Nor was Djibouti any better in the matter of heat. On the opposite coast of the Gulf of Aden, its air was African rather than Arabian. The bullocks were driven down onto the white and dusty quay by thin Somali herdsmen wrapped in woven blankets and bearing long wands with which they prodded their lowing charges.
‘Pardon, M’sieur. Je Suis le…’
I stared, forgetting, despite the tricolours flying prominently from several buildings as well as from our own foremasthead, that this was a French colony. Somehow the impeccable French, issuing from the small brown face with its intelligent eyes, threw me. I tried to muster my meagre stock of schoolboy French.
‘Oh, er, Oui, bienvenu…’r />
‘What does he want?’ I looked up. Above me, leaning over the promenade deck rail, the Junior Midshipman’s lady friend stared down at me.
‘I’m not sure. He’s speaking French.’
She suppressed a look of withering scorn.
‘I know that,’ and ignoring me she launched into a dialogue with the Somali that left me foolishly nonplussed. On the quay, wearing epaulettes and a kepi, a French immigration officer grinned up at me.
‘Bravo, M’mselle,’ he applauded as she explained to me:
‘He is coming to Suez with the cattle. He wishes permission to come aboard.’
‘Thank you, I suspect you will be useful as an interpreter…’
But she had jumped to that conclusion minutes earlier and I felt utterly stupid as I conducted the tall, thin Somali to the Mate’s cabin. As I made my retreat from this confrontation I bumped into Sparks.
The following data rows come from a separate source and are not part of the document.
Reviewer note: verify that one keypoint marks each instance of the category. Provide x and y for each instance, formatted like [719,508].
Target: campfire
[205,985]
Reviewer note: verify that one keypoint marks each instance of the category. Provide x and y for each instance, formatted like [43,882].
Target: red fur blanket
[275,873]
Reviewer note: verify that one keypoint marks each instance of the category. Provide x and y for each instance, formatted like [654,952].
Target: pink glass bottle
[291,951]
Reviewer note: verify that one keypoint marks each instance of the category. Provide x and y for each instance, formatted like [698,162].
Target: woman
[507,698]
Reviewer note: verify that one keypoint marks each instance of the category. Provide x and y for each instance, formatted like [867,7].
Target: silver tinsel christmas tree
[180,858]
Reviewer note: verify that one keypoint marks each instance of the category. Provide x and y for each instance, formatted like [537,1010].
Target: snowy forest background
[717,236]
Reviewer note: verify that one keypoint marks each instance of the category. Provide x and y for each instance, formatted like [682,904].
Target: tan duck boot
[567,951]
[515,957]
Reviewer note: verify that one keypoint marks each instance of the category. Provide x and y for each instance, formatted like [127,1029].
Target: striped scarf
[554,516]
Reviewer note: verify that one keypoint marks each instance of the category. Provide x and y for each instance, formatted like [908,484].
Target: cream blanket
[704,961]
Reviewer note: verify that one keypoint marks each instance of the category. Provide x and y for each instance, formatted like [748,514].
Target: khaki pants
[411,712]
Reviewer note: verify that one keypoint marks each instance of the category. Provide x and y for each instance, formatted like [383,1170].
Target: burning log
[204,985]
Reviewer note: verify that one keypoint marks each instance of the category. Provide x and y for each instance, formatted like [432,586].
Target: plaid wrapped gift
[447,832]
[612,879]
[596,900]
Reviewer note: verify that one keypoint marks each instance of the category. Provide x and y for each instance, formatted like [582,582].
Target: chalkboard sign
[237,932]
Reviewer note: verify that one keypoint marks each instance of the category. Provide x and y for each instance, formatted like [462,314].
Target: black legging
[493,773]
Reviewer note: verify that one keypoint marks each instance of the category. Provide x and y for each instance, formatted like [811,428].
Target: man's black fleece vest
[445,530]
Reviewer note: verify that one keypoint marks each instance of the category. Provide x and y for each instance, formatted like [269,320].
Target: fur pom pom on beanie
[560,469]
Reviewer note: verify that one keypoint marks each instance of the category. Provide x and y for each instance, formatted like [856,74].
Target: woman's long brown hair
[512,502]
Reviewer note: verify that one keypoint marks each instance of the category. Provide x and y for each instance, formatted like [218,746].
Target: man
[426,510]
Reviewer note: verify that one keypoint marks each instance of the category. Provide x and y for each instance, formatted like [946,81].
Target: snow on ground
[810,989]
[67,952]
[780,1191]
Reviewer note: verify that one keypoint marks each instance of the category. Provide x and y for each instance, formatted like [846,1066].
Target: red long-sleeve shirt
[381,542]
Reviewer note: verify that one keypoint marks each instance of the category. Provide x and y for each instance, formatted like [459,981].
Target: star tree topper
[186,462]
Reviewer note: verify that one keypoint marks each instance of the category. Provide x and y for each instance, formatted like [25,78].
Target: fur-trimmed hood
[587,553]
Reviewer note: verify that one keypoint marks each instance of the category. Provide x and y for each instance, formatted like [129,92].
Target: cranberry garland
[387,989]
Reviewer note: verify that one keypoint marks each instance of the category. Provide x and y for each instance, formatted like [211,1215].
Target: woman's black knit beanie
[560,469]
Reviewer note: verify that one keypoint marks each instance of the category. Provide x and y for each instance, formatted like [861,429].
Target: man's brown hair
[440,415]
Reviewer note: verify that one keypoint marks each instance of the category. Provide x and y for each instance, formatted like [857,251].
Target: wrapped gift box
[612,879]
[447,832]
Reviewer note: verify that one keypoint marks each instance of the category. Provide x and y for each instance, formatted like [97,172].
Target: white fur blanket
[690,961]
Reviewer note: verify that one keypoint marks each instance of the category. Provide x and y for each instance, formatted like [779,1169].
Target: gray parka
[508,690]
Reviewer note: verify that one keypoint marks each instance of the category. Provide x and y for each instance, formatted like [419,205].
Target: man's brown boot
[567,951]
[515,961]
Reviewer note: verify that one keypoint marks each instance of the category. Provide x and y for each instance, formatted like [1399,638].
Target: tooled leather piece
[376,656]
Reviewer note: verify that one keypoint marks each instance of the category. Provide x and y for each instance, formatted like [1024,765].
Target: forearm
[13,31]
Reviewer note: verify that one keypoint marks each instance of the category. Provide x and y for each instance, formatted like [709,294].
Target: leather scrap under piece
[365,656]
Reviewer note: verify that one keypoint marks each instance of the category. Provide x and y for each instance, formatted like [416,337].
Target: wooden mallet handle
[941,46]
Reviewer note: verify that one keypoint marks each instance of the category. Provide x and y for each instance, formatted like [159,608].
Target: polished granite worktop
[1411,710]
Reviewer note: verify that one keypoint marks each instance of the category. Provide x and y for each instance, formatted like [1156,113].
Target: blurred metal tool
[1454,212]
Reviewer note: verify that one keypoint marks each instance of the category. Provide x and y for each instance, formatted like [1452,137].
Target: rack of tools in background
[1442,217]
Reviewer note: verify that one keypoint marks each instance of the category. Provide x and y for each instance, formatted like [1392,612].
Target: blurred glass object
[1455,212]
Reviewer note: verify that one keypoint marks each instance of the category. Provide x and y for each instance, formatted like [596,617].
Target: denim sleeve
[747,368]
‘You got good news at Aden, then?’
‘How d’you know?’ He looked sharp, pinched, suspicious. The experience of attending a clinic in Singapore had not eased his neurotic anxiety; if anything, it had made it more acute.
‘Well,’ I shrugged, ‘I suppose if the news had been bad you’d have…’ I trailed off – as though remaining silent about the awful options would avoid any sense of guilt if he should attempt suicide. I did not want to put ideas into his head, though from the haggard look of him they had occupied his mind for weeks now.
‘They advise me to have another blood test in a couple of months,’ he whispered.
‘Oh, that’s just a precaution… you’re all right. You want to put it behind you; chalk it up to experience. You’ll be seeing your girlfriend soon.’